South Africa’s market was only 52 million, versus Brazil’s 200 million, India and China’s 1.3 billion each, Indonesia’s 247 million and Nigeria’s 173 million. But the Southern African Development Community (SADC) countries together constituted a market of over 250 million.
“Unfortunately, while there are welcome steps to bring together the southern and eastern African countries represented by SADC, Comesa (Common Market for Eastern and Southern Africa) and the East African Community into one larger regional entity, business people are often struck by the fact that this is essentially the product of political rather than economic thinking.
“Certainly, many of South Africa’s economic policies seem to be going in the opposite direction. To take just one example, the protectionism inherent in the Industrial Policy Action Plan, a key subset of the developmental state concept, is essentially antithetical to regional integration.
“And… too little attention is paid to the nuts and bolts of regional integration – common visas, open skies and trade facilitation.”
Spicer said the anti-business stance of much of the ruling alliance was preventing the government and business from joining forces to present a “Team South Africa” project in Africa, rooted in clear economic diplomacy.
This contrasted with the co-ordination between business and political elites in many of the other countries that South Africa was competing with in Africa, as well as China, India, Brazil, Russia and Australia.
Despite this lack of co-ordination and the confusion of policy, South African businesses had invested extensively in the rest of Africa. But they could have done much better with a clear economic diplomacy strategy.
Spicer warned that South Africa now needed to confront the challenge of Nigeria, which had just overtaken it as Africa’s largest economy.
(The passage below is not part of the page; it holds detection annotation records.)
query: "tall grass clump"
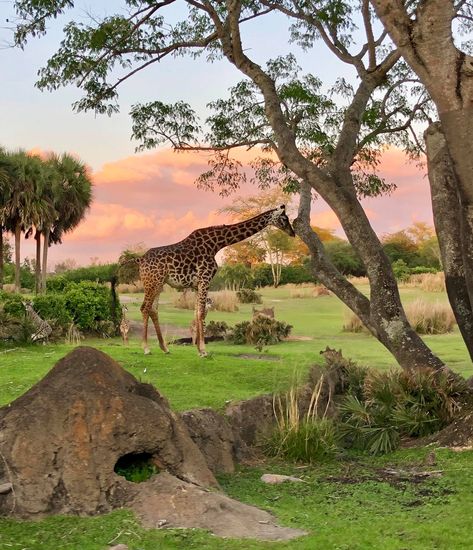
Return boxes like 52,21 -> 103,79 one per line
264,377 -> 338,463
228,315 -> 292,350
405,299 -> 456,334
403,271 -> 446,292
340,368 -> 466,454
172,290 -> 238,312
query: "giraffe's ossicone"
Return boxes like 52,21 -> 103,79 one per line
131,205 -> 294,356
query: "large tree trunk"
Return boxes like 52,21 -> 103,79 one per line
15,224 -> 21,292
371,0 -> 473,366
294,184 -> 445,369
41,229 -> 50,292
220,10 -> 445,369
424,123 -> 473,359
0,225 -> 4,290
34,231 -> 41,294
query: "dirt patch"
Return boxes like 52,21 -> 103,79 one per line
232,353 -> 281,361
325,467 -> 443,487
131,473 -> 306,541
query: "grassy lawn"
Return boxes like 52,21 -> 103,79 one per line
0,288 -> 473,550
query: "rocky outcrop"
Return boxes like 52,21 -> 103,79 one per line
0,347 -> 217,517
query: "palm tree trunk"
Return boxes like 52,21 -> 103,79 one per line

Nigeria had a naturally more dynamic and entrepreneurial culture, an unashamedly capitalist orientation and a much larger and rapidly expanding population, which is forecast to reach 440 million by 2050 – although South Africa was fortunate not to face the same religious terror and conflict.
“The question is whether South Africa’s leadership is up to the challenge or whether it will retreat into a myopic parochialism,” he said.
He also blamed business for the failure to establish an effective Team South Africa.
“Aside from the legacies of the past and the racialisation of business organisations, often driven by crony capitalism and the vested interests of narrow black economic empowerment, business leaders and… organisations have failed to articulate clearly their interests and a domestic and foreign strategy, notably an African strategy, that would help grow the South African economy in the interests of all South Africans.”
Spicer acknowledged that he shared some of the blame because of his leadership positions in companies and business organisations. “With few exceptions, business leaders have failed to find the right balance between courageous frankness and empathetic engagement. Too many have either given up and tuned out, or been drawn into sycophantic co-option and cronyist patronage relations.”
The concepts of business unity and business leadership “seem oxymoronic”, Spicer said.